I test my theory. I send out my thoughts, my conscious groping for the familiar electric jolt of Divon, or the faint sensation of his sparkling grin. It is not here, and no matter how hard I try, the god of lightning does not appear. Of course, if my theorizing of this being the afterlife was true and my own wants becoming reality, then wouldn't I have my vision returned to me immediately? Divon may be hiding. A voice persists at the back of my skull, and I flick my leonine tail in mild annoyance, but again I send out my mind fumbling through the never-ending blackness that engulfs and hides. Second I try to find is Geia. Earth Mother, the mare who croons and soothes, the gifted goddess who watches over the young with fondness. Sometimes I think that it was she who sent me back to a new set of parents. She is known for her kindness. But the scent of sweet earth and fresh spring buds do not appear, not even in my nostrils. No, it is just the scent of salty sea and red sand.

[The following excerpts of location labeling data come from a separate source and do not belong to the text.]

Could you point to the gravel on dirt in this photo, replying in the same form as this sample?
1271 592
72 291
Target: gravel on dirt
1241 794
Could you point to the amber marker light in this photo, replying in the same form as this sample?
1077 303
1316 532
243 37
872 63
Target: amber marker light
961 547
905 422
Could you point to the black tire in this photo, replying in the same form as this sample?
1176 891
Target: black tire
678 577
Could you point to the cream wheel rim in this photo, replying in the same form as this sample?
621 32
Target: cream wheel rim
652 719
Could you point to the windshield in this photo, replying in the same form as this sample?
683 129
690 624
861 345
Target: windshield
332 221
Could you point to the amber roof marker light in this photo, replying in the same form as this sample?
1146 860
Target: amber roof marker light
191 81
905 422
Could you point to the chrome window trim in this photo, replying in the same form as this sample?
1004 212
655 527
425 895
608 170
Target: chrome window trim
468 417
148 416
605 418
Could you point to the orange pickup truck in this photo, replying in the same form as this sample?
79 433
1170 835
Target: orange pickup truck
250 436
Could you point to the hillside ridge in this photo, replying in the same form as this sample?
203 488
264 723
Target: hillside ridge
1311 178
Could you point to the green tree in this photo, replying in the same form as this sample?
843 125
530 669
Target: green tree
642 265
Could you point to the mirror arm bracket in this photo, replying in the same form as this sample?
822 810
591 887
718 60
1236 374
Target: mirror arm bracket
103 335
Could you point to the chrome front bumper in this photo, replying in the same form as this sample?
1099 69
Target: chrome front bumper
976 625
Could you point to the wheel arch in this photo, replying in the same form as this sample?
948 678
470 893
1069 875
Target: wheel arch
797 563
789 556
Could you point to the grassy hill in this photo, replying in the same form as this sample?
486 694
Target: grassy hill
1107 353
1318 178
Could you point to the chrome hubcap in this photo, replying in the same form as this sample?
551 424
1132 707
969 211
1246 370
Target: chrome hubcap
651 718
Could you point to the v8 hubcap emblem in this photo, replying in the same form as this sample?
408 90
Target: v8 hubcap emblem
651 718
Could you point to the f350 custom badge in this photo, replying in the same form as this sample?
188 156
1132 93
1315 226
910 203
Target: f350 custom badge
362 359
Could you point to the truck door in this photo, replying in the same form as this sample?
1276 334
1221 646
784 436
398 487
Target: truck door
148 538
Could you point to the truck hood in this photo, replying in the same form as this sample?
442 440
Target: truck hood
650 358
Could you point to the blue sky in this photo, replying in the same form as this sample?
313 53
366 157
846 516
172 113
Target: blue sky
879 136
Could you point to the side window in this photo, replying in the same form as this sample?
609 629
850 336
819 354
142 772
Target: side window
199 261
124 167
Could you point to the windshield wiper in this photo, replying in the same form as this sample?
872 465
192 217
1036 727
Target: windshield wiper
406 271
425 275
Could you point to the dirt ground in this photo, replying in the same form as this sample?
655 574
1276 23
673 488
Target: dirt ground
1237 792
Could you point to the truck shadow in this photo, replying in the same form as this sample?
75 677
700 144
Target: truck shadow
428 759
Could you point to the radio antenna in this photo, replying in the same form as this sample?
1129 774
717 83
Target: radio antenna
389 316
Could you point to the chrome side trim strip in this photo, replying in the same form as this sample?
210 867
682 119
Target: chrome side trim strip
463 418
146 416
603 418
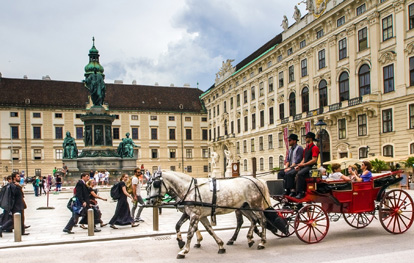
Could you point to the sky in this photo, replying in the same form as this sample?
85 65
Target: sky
159 41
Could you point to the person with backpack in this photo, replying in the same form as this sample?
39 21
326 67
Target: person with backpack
136 184
122 214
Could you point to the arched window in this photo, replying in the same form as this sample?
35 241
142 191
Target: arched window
344 86
364 80
281 161
305 99
292 104
323 94
388 150
261 164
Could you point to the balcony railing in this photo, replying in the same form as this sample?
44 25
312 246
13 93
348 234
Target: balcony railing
335 106
354 101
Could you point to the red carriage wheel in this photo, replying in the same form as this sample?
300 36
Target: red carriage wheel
289 214
359 220
311 224
396 211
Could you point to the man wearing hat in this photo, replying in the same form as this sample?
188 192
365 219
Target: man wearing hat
295 156
310 157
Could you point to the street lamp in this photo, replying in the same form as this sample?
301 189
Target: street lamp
321 124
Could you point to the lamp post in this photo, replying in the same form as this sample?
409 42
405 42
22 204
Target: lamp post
321 124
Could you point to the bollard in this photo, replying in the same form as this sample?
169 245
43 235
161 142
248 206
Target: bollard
91 222
155 218
17 217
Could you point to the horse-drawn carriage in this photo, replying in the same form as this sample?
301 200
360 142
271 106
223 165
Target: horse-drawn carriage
357 202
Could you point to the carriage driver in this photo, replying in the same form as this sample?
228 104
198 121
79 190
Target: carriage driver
310 157
294 157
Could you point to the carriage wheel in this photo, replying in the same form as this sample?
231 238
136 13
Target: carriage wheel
396 211
289 214
311 224
359 220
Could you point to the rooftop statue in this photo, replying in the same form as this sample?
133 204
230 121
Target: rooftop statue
126 147
70 151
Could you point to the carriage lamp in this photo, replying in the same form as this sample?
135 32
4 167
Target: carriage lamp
321 124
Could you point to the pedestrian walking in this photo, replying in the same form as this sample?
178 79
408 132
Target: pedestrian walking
122 214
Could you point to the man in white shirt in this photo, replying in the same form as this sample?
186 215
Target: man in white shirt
137 182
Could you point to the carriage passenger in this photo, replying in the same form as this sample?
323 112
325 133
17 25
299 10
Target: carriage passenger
366 172
337 175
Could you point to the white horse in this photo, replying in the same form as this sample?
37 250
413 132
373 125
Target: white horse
244 193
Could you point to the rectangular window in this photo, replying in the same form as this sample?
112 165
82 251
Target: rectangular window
188 153
134 132
270 84
302 44
59 154
188 134
281 111
389 78
411 109
387 121
14 132
387 31
271 116
362 125
270 141
37 132
291 74
154 134
280 79
321 58
340 21
304 67
154 153
341 128
172 154
342 48
261 143
58 133
262 118
361 9
411 15
319 34
79 133
363 39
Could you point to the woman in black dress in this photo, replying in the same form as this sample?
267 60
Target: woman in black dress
122 214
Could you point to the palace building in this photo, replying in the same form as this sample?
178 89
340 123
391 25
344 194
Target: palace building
168 124
347 63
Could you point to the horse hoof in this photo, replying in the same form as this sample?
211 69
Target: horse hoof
181 244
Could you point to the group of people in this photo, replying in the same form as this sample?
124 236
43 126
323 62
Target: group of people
300 161
87 196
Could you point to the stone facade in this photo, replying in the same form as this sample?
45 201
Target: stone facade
351 66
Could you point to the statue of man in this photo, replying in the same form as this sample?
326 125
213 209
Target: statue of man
96 86
70 150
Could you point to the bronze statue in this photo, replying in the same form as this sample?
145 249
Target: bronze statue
70 151
126 147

Red? How did I know that? It is impossible to scent colors. It goes against nature. Unless Divon does lurk, and he has rolled in clay. No, that is a foolish answer as well, and it makes no sense at all. Huron's breath of cool rain does not permeate the air and so I strike out with one small hoof, irritable, temper risen immediately. Where have they gone? Zekora, queen of mischief and lies, maybe has hidden them from me. They are my patron gods- Divon, Huron, Geia. Deal-makers and bargain-breakers, the ones who restored my life, breathed into me and gifted me to parents new, parents not murderers and war-hungry dogs.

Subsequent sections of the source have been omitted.